I arrived safely in Sana'a, Yemen around 3 a.m. this time and made it to sleep around 4 to be awakened by the call to prayer which quickly brought back fond memories of Iraq...went back to sleep, thankfully. The trip over was gruesome but filled, as always with many stories.
Our flight was full from Chicago to Istanbul so no chance to get any rest. Had to smile...saw an Arab woman completely covered and veiled lift her dress, flop her boob out and breast feed her baby. Now the irony of the situation made me just laugh...no part of her body was visible but she showed her whole breast to me and everyone else. NO covering that!
Two seats down from the breast feeding lady was a young Arab looking woman in the tightest, shortest mini-dress I have ever seen. She told me she was going to Saudi Arabia and I thought...not in that dress. An hour before we landed, she lugged a huge suitcase into the bathroom and came out transformed...all in black and covered head to foot. When in Rome....
Turkish Airlines food from Chicago to Istanbul was inedible so ate at a restaurant in the airport where they had free wifi. My drink was delivered and so was the bill...I was told, "you pay now." I suggested that I would pay later, AFTER my food had been delivered and eaten. Turk man, said, "You pay now" and some man near me let him have it in Turkish and my food arrived moments later. I thanked my helper and come to find out..he owned the restaurant and was very apologetic. Good help is hard to find everywhere, I guess.
Our flight to Sana'a was the opposite of the Chicago to Istanbul one. There were about 30 people on the whole plane, food delicious and when I went to be seated, there was a man sitting in my seat. He jumped up and moved to the window and when we noted the emptyness of the plane, he said he would move after take off to another aisle seat. Khaled and I began chatting and he is a Yemeni/Brit and was coming back from London where his wife and two kids live. They have a commuter marriage...sounded normal to me.
Khaled stayed sitting with me and we chatted about all things Yemeni. He shared the safety of his country, saying I could walk and explore in Sana'a freely. Corruption, he says, is nil; crime a rare thing, poverty huge, access to water, horrid. He had much to say about people's generosity, helpfulness and consideration and he later rode with me with the guy the hotel sent to pick me up. We were stopped by some cops standing in the road, one of whom saluted me and we were passed on. I was reminded of this happening in Tegucigalpa, when the cop demanded money so I could pass on. Khaled says this doesn't happen in his country.

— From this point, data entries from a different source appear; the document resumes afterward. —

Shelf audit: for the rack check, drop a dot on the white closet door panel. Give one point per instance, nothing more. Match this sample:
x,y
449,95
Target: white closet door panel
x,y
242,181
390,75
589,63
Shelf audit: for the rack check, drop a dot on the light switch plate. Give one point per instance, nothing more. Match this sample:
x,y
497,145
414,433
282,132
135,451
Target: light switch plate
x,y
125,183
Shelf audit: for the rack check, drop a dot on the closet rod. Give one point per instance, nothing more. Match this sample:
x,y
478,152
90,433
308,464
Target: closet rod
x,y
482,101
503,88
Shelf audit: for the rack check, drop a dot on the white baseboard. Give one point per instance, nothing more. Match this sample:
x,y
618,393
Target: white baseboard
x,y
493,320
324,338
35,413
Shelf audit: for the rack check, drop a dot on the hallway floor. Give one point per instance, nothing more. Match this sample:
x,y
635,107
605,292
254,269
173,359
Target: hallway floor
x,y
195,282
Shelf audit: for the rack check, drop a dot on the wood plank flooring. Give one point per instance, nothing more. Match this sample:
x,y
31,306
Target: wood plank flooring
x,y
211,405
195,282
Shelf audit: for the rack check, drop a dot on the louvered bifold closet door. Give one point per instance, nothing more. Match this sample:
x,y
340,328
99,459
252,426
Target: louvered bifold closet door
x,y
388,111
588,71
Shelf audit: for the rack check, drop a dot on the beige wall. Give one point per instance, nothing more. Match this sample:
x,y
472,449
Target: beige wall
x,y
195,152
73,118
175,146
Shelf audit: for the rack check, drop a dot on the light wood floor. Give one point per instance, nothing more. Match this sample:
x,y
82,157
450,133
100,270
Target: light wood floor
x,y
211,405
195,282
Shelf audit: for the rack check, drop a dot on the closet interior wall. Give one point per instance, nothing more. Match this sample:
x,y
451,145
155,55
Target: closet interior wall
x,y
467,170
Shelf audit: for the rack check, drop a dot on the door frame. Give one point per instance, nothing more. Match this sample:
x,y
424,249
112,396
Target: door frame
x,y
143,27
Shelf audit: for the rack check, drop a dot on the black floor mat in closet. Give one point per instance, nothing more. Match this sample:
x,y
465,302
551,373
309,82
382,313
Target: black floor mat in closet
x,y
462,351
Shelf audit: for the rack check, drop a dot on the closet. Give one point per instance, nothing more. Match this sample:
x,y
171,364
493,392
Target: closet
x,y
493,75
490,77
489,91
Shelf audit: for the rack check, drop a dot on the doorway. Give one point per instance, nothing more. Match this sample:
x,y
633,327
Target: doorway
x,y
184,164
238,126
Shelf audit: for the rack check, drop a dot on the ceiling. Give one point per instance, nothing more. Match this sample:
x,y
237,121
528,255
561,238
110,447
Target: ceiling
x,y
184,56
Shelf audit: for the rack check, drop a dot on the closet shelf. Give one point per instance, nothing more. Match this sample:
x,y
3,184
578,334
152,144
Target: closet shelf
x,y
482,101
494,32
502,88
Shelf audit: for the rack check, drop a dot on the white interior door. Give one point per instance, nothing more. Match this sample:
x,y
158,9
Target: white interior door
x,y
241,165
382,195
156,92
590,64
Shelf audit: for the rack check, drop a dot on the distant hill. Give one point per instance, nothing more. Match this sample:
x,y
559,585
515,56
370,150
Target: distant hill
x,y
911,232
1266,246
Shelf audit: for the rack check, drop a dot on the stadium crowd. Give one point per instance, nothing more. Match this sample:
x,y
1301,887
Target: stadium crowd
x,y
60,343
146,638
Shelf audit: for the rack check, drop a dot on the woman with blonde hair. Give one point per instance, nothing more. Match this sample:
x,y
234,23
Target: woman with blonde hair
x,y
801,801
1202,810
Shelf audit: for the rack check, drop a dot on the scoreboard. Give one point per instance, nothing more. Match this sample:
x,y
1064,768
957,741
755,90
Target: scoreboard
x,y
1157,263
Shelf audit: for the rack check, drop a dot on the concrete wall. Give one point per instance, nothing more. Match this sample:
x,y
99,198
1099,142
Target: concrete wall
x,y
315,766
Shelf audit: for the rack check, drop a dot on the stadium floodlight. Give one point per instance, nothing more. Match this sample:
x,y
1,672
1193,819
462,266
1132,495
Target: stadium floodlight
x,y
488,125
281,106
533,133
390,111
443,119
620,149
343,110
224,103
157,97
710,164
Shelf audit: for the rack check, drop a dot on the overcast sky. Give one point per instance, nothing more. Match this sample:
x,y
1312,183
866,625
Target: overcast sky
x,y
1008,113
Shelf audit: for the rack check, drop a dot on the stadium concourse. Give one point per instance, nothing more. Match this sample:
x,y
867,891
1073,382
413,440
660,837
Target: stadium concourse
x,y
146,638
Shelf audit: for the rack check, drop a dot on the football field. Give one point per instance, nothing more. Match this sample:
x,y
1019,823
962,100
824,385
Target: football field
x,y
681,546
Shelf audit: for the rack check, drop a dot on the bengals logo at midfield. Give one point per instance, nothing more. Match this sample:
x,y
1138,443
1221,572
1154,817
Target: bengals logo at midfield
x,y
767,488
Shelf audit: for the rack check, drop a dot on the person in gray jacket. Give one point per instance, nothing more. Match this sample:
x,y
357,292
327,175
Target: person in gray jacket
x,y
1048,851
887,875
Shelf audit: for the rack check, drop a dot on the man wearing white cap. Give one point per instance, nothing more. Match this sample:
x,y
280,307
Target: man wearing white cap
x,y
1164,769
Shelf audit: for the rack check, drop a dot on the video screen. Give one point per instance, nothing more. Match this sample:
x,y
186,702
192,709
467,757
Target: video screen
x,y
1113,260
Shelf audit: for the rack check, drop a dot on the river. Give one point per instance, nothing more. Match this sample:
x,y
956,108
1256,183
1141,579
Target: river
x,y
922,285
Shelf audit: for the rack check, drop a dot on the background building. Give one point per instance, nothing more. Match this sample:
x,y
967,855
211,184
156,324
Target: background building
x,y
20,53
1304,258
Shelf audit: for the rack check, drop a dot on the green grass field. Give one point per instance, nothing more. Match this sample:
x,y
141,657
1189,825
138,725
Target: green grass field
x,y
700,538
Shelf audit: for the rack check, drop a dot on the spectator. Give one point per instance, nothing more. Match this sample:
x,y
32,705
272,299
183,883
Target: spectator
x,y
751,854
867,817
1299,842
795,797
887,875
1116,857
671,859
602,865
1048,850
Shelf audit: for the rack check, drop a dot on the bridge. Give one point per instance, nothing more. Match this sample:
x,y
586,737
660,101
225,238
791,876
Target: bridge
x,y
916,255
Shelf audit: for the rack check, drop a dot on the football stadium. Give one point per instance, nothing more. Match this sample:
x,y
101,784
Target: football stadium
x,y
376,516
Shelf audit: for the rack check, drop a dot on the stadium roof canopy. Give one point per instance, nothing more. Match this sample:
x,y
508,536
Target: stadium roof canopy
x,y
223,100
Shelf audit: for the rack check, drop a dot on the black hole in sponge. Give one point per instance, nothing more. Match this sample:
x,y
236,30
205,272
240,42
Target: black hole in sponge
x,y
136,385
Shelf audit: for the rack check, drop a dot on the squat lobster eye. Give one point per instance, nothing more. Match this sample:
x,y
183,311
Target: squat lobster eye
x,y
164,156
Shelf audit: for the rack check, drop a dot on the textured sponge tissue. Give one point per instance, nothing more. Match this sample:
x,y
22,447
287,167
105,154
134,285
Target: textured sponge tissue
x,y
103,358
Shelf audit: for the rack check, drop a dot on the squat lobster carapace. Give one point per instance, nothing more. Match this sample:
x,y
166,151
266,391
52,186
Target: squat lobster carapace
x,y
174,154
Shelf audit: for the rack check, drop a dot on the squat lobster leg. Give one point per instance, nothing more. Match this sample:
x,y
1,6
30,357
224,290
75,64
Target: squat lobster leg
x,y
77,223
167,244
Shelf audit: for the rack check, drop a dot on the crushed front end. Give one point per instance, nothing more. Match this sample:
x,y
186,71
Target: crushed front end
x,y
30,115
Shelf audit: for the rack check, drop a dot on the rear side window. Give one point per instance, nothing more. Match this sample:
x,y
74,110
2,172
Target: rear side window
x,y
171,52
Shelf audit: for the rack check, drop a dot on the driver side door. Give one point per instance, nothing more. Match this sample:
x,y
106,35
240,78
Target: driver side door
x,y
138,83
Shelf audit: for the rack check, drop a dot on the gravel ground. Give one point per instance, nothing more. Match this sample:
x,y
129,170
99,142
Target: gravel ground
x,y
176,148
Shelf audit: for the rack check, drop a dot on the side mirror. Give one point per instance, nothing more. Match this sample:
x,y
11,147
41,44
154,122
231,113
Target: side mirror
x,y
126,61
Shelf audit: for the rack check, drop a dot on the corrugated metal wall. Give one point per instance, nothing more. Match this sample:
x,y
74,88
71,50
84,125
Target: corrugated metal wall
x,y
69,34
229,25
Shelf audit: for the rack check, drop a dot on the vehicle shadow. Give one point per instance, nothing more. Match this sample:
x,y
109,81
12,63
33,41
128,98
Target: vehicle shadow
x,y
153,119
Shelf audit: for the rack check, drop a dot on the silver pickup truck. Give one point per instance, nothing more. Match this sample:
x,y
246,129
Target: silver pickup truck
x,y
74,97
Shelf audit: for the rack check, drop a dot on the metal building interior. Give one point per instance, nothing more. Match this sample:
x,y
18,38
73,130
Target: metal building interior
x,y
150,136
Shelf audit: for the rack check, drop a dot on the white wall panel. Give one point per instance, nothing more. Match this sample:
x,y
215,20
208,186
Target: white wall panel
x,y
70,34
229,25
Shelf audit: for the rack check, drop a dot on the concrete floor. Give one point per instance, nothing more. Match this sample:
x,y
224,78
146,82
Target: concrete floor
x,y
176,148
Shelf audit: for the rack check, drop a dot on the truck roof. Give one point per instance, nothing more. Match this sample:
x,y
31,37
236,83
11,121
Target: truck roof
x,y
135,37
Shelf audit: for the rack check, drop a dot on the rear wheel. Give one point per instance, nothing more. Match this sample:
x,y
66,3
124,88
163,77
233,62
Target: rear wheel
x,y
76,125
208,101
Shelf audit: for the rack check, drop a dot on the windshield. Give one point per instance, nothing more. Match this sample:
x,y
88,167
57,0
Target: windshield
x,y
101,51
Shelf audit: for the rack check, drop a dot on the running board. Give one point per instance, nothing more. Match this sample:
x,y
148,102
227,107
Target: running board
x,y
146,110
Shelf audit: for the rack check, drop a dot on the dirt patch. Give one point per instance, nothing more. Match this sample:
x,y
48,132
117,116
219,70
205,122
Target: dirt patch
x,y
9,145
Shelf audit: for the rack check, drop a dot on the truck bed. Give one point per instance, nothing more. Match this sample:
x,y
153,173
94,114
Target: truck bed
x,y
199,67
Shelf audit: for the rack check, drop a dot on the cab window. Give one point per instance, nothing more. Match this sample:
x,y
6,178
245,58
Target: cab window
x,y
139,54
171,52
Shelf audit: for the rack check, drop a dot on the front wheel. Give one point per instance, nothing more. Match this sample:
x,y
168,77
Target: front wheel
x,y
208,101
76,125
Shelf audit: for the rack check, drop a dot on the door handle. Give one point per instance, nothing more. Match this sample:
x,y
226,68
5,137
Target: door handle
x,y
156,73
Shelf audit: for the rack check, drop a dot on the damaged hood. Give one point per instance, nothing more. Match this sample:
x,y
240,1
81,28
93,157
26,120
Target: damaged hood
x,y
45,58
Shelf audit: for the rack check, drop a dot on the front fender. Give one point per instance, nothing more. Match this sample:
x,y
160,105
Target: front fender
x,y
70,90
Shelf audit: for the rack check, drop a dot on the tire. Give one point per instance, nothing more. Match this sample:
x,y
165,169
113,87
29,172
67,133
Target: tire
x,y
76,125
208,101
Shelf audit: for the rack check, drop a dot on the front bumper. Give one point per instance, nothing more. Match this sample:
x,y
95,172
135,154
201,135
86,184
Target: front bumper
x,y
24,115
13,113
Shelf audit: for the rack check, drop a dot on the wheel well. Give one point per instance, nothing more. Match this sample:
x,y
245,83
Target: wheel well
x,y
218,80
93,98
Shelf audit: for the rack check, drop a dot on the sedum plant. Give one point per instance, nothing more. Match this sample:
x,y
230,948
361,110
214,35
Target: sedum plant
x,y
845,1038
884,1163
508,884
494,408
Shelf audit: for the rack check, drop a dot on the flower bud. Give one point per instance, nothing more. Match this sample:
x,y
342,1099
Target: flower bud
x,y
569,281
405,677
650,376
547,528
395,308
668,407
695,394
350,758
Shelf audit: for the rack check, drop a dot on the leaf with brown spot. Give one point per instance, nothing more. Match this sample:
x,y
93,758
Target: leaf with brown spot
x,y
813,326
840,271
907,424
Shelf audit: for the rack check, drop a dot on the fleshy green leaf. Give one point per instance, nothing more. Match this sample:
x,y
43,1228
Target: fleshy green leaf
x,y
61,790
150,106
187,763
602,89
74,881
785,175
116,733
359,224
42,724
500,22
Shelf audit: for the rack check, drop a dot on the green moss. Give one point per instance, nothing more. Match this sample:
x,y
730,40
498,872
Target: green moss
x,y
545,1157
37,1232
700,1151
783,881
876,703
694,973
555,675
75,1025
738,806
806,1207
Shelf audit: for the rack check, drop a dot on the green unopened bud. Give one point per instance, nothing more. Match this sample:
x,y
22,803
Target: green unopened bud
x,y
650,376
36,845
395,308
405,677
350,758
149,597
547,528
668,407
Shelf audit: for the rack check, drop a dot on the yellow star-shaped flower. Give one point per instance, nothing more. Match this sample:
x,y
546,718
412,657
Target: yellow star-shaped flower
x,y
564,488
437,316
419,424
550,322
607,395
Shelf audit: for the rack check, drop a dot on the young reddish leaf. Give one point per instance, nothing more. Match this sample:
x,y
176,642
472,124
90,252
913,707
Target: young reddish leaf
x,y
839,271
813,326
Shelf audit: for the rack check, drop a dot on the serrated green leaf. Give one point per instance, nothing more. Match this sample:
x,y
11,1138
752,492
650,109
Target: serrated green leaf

We talked about terrorism and Khaled became very excited about what is printed and said about Yemenis in the media. He vehemently indicated that Yemenis are not terrorists and they dislike the upheaval and chaos perpetrated by extremist groups. He, himself is a Muslim, doesn't drink but says many Muslims are drunks. He dislikes the Qat chewing that goes on here and like in Africa, says it causes early death, a lack of productivity and because it is such a huge cash crop, food is not being grown on rural farms. They make more growing Qat. Interestingly, he mentioned he had been in London, getting ready for Christmas with his wife. Gift buying...apparently many practicing Muslims also celebrate the giving of gifts and the feasting found on Christmas...not a religious celebration but a time for celebrating family and friends. Liked that.
So, during dinner and for a couple of hours, we discussed the Yemen situation vis a vis the government, social issues, education, relationships with countries outside of the Arab region and more. He helped me remember my Arabic words and phrases I "learned" in Iraq so that I can greet my workshop participants and he shared his opinions of Yemeni media and the government's control of these. Oh, and he is the one that told me the government shut down skype here.
After our visit and after dinner, I moved across the aisle so we could both sleep. I asked for pillows, because there were none in the compartments above...flight attendant came back after rechecking the ones I had looked in and opened a bunch. NO pillows. He sweetly brought me two blankets so I tried those as pillows but just couldn't rest. Two young mothers with their children were a few rows behind me and grandma was sleeping in her own row. After one potty stop, one of the mom's asked me to tickle grandma's feet and they were giggling. I did so, grandma kept snoring. Young moms were hysterical...and later, they told her what they had had me do. She hadn't felt anything. A man picked the family up at the airport and the young mothers were pointing and laughing at me and grandma was smiling and bowing her head.
Went to breakfast at 9:30 and found that this hotel is owned by Indians. Reminded me of the Speke Hotel in Kampala. Very efficient and great food. Had some "Foul Medammes" which I decided needed to be used with bread and dipped, very tasty and no clue what is in it. Another dish, dijaz zukhar, was a spicy minced meat and sauce which I also scooped up into my bread and ate. It is some sort of Indian dish, I think, but very yummy. Khaled told me that there are no eggplant dishes like in Iraq, and in fact, told me that almost anything I experienced there would not be my experience here.
Second call to prayer happening now. Going to try to see if I can go take a few photos and walk nearby.